By Calvin Biesecker
A small vessel attack on a piece of critical infrastructure or a larger vessel that block the channel into Port of New York and New Jersey is the “greatest single threat” to continuing operations at the port, the chief of security at the port said on Friday.
The port has a single chokepoint that all deep draft vessels must pass through that if “compromised by a small vessel attack…it will essentially shut down the entire Port of New York and New Jersey,” Bethann Rooney, manager for port security at the Port of NY/NJ, said at a port security roundtable sponsored by The Center for National Policy.
She said it’s time to move beyond paper strategies, which already exist for the small vessel threat, and implement them.
Rooney also said that risk assessments for ports need to go deeper into how ports function rather than focus strictly on the port writ large, as is now the case.
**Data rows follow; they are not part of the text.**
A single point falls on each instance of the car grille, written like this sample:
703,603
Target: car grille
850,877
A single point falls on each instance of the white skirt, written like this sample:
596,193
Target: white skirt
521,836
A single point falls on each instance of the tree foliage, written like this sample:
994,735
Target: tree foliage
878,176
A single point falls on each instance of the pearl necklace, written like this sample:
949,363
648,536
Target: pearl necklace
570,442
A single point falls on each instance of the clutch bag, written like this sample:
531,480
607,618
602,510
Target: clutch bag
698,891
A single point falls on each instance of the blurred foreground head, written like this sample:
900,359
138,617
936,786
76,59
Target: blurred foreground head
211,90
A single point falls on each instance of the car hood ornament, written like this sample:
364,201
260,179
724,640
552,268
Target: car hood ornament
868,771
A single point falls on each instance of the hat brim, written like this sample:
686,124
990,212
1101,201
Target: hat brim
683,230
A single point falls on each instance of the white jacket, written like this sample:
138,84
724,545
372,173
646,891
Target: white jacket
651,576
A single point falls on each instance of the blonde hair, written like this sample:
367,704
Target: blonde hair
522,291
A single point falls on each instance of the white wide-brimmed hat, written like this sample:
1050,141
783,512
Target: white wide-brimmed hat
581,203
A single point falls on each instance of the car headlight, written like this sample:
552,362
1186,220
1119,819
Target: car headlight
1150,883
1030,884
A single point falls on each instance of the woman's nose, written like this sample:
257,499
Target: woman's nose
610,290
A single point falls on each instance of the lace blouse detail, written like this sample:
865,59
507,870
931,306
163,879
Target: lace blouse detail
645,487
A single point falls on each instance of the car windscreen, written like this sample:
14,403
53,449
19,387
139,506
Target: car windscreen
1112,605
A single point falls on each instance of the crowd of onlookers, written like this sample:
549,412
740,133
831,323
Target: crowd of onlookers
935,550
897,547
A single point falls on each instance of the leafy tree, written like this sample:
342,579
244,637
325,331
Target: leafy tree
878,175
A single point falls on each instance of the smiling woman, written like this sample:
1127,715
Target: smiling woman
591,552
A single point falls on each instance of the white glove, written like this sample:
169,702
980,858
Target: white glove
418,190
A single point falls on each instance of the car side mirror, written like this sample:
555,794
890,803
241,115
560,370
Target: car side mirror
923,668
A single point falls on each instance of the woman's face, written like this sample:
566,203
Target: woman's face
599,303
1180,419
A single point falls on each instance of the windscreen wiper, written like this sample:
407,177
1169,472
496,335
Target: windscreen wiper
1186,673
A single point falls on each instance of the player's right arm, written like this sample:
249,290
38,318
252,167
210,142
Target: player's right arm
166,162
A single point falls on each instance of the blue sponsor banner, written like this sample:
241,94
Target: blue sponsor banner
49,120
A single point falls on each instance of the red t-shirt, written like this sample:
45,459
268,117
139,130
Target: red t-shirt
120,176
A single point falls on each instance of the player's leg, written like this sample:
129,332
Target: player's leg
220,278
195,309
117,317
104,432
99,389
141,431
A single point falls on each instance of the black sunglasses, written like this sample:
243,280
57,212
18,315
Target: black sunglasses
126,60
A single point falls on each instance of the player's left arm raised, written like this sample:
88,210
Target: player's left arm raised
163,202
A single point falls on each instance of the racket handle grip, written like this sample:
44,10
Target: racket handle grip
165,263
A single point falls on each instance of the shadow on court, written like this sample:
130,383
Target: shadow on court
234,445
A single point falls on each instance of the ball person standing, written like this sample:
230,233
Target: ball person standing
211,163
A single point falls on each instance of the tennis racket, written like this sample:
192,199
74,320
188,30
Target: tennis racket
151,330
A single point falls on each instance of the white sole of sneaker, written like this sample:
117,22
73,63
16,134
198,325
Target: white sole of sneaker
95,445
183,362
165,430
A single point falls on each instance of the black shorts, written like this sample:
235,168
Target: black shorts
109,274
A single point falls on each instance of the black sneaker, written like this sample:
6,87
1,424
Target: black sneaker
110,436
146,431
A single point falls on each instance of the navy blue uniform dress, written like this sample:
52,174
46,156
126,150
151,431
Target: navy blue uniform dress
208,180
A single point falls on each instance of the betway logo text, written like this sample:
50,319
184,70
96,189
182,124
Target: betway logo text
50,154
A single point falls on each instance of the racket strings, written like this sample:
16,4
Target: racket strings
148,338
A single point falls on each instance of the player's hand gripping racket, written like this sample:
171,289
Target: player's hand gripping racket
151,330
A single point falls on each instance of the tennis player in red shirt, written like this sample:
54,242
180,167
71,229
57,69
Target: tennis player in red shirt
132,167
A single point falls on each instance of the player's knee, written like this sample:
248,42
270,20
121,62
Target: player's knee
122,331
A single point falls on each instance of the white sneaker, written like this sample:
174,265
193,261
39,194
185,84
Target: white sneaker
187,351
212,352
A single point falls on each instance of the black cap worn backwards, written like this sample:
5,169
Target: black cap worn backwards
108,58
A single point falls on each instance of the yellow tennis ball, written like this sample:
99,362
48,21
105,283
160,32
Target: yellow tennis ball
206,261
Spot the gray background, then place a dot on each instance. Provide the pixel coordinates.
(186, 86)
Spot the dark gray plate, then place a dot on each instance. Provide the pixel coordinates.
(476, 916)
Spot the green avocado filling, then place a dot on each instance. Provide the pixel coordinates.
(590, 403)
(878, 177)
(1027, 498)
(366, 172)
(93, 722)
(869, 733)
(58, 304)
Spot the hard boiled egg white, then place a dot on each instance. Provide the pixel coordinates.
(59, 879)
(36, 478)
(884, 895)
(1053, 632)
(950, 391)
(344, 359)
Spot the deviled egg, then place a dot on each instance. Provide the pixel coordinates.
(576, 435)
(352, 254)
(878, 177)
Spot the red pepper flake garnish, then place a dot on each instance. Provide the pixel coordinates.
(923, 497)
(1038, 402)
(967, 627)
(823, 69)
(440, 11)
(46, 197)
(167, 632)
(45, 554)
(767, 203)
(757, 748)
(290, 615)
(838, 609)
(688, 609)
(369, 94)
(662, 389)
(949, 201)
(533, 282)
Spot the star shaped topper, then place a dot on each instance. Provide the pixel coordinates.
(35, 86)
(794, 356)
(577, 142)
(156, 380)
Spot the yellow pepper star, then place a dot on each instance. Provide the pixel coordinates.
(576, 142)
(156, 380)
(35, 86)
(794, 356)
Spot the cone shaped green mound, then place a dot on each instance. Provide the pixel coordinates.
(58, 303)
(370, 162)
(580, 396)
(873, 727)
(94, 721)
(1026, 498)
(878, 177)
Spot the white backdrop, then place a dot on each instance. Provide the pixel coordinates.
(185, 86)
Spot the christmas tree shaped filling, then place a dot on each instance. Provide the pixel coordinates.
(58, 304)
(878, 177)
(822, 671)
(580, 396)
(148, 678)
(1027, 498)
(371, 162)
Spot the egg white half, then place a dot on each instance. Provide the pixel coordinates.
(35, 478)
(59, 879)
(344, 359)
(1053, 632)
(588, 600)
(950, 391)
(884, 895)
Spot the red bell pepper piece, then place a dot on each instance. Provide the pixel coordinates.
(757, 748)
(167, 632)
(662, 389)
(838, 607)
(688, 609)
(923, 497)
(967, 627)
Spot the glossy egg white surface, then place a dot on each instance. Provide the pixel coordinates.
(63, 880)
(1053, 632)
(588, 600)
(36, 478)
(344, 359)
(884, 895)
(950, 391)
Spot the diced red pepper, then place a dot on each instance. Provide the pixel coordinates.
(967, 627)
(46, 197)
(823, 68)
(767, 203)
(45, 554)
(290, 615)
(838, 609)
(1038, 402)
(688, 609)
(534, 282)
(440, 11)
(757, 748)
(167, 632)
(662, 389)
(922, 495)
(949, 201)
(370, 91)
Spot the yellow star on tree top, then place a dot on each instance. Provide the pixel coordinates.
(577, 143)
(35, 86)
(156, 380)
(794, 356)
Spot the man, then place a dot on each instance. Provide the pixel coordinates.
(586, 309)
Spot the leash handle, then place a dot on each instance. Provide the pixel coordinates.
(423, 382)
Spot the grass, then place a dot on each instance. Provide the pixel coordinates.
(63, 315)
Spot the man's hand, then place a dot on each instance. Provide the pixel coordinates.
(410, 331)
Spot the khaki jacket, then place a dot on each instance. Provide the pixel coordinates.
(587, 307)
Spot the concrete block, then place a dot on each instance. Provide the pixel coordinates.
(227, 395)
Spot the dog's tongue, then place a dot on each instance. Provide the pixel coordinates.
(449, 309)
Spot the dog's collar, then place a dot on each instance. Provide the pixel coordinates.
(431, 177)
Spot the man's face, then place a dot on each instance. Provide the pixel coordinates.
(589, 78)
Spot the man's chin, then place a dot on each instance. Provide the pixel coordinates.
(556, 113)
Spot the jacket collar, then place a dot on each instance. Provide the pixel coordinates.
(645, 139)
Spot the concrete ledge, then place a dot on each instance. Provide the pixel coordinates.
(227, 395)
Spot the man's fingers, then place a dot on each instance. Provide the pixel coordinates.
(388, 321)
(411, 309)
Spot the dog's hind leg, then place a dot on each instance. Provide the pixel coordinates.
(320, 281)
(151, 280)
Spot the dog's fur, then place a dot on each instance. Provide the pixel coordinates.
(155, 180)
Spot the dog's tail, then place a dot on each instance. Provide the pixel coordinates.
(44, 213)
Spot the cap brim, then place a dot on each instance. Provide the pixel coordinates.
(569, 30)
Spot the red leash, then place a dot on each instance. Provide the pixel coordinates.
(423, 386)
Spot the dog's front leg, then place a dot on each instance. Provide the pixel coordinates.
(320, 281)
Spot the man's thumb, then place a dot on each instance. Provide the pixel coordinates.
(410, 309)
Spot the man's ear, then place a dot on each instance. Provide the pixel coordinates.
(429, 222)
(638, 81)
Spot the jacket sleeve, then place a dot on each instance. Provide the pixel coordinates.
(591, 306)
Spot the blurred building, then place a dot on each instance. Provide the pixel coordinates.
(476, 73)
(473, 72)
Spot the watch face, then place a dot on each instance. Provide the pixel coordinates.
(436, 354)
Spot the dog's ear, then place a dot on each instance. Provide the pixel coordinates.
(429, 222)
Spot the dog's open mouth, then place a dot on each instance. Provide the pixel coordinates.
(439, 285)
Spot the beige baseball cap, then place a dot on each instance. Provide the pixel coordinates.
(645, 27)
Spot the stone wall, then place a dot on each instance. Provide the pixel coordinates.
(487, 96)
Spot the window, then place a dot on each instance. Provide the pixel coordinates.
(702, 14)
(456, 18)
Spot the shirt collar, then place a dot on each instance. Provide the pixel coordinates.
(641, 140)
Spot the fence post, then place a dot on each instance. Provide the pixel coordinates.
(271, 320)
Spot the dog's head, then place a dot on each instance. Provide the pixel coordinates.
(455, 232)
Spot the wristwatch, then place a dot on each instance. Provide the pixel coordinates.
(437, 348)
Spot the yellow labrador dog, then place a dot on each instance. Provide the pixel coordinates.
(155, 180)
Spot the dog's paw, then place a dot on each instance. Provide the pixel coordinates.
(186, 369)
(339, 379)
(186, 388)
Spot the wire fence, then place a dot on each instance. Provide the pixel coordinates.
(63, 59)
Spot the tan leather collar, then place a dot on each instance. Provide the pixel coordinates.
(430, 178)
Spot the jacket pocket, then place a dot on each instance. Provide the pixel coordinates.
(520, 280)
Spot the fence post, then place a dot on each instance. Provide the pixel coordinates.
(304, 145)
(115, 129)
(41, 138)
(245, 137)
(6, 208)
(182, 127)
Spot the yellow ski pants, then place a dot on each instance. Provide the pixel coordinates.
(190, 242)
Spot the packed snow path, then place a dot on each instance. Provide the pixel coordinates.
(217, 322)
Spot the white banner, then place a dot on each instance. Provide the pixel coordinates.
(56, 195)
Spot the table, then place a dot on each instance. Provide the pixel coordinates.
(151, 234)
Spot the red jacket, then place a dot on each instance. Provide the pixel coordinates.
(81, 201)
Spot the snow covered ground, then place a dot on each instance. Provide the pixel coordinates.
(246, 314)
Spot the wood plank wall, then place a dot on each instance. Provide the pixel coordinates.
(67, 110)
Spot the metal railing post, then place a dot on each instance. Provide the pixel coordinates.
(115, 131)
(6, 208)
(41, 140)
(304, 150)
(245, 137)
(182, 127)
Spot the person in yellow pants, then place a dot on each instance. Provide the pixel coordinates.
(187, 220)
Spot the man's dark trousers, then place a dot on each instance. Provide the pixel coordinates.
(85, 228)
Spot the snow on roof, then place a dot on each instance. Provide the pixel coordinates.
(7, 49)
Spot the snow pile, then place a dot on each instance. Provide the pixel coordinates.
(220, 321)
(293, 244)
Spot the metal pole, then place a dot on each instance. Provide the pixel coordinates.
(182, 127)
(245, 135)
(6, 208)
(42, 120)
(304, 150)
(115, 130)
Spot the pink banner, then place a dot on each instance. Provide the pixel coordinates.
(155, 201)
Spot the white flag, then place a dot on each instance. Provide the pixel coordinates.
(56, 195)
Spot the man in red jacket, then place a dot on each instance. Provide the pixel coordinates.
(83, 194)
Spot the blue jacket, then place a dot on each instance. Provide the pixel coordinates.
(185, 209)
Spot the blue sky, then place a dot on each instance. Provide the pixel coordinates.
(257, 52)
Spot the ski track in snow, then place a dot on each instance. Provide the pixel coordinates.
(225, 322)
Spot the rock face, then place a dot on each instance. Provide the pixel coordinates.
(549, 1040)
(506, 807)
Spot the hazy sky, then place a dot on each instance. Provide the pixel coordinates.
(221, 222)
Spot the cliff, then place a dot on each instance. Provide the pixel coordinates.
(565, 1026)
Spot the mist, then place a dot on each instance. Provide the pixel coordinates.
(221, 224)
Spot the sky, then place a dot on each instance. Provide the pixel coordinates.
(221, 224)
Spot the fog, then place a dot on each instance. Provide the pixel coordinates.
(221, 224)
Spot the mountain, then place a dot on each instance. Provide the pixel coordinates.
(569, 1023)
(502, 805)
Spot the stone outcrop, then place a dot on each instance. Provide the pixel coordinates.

“You don’t need to lose an entire facility in order to have a catastrophic impact,” she said. “But, unfortunately, our risk assessments are based on attacking an entire facility as opposed to just a piece of infrastructure within that facility.”
Rooney’s comments were echoed by Cosmo Perrone, the director of security at the Port of Long Beach in California.
There is certain critical infrastructure within the port that if it shuts down, it could shut down the entire port, Perrone said.
“The way we approach the concept of continuity [of operations] is to address every critical process,” Perrone said. “Sewer systems, utility lines, food delivery systems; knock one of those out you knock out the port.” For example, if the sanitary systems at the port were to stop working, the longshoremen would walk out, he said.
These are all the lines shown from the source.